When in Rome: priests, bishops should wear cassocks

When in Rome: priests, bishops should wear cassocks November 19, 2012

It’s back to the future.  Again.

Details:

Bishops, priests and religious should wear the formal long robes of a cassock during most occasions when visiting Rome, a high-ranking Vatican official has said.

Cardinal Tarcisio Bertone, the Vatican’s Secretariat of State, made the request for the formal dress in a letter released during last month’s Synod of Bishops.

It came at the bequest of Pope Benedict XVI, reports a posting at veteran Italian journalist Sandro Magister’s site at the Italian newsmagazine l’Espresso.

Bertone’s letter, first made public Monday but dated Oct. 15, asks bishops and cardinals “kindly to guarantee” the observance of a 1982 letter by Pope John Paul II on the matter.

That letter, written by the deceased pontiff to the then-vicar general for the diocese of Rome, asked that priests wear the more formal dress as a “distinguishing mark” which contributes to “the beauty of the priest in his external behavior.”

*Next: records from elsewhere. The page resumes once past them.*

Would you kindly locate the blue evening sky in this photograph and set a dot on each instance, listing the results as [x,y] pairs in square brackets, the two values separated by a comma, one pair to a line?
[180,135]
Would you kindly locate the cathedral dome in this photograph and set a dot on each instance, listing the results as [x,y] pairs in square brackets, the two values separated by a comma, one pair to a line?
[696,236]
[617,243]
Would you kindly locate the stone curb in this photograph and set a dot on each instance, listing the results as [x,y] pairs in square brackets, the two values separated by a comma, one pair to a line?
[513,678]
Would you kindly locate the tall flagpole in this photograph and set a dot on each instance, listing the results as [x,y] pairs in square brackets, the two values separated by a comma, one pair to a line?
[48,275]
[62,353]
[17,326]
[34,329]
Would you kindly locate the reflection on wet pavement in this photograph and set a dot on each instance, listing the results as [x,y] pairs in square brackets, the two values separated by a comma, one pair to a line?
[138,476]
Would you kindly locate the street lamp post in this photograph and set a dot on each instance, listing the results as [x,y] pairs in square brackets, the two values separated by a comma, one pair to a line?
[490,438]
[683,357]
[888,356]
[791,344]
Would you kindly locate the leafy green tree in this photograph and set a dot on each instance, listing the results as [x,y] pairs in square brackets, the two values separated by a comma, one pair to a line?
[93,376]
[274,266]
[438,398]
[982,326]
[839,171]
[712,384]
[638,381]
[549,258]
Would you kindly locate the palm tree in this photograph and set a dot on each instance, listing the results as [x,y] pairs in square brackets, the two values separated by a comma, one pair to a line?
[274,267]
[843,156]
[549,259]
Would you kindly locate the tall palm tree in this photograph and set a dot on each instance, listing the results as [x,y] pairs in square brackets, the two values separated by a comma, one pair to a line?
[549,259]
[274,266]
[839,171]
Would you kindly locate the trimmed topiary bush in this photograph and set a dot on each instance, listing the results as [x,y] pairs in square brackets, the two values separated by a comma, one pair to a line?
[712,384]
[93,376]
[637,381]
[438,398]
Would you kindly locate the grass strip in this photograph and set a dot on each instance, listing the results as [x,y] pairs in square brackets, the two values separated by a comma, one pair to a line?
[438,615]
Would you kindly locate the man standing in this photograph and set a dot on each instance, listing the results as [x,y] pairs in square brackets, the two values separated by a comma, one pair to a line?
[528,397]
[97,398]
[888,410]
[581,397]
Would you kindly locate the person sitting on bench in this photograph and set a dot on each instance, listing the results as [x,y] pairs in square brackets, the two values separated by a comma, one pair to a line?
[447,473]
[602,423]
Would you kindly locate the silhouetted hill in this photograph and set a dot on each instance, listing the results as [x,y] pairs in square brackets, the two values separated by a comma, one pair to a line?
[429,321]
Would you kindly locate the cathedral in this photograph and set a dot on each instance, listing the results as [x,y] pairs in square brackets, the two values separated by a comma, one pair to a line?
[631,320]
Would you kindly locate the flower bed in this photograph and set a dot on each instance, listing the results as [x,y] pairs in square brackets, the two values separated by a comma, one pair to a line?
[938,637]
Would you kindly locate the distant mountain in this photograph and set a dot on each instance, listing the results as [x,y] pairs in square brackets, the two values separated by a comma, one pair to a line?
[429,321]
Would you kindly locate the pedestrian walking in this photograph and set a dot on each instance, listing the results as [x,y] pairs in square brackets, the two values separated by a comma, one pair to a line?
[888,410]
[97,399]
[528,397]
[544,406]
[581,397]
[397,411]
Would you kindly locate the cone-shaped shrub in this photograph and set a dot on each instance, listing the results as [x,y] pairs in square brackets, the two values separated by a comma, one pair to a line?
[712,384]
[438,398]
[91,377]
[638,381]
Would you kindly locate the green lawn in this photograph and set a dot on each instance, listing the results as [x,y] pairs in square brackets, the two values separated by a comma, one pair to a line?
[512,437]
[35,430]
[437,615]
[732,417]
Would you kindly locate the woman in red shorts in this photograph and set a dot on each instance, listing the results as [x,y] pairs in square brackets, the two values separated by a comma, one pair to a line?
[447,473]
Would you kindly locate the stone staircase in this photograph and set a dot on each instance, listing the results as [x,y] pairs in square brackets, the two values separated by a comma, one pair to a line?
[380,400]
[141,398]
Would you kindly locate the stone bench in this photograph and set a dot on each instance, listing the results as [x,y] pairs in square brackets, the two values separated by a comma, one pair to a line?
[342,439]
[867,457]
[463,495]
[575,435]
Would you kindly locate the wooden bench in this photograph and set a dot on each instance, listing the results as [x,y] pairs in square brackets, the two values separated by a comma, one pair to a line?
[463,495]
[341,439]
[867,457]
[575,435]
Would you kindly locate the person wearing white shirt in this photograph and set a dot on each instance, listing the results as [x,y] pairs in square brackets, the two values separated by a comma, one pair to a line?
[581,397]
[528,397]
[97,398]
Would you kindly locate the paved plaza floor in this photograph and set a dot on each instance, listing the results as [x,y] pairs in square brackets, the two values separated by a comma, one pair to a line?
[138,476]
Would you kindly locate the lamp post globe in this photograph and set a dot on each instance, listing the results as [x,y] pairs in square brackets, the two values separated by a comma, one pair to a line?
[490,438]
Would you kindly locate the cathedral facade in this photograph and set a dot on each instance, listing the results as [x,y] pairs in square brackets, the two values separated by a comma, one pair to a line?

Bertone, according to a translation at Magister’s site, asks the bishops and cardinals to recall “the duty of wearing regularly and with dignity the proper habit, in every season, partly in obedience to the duty of exemplarity that is incumbent above all upon those who render service to the successor of Peter.”

“The very example of those who, sealed with the episcopal dignity, are faithful to the daily use of the cassock proper to them, during office hours, becomes an explicit encouragement for all, including for the Episcopates and for those who visit the Roman Curia and Vatican City,” Bertone writes.

Read the rest.

Magister’s posting, meantime, has these fashion notes:

The cassock obligatory for cardinals and bishops during office hours. Cassock or clerical dress for priests and monsignors. Specific habit for religious, always and in every season. And for ceremonies in the presence of the pope or during official meetings in the Roman curia: “abito piano,” or cassock with cape, for priests, embroidered cassock for monsignors, and cassock with embroidered cape (called a “pellegrina”) for bishops and cardinals.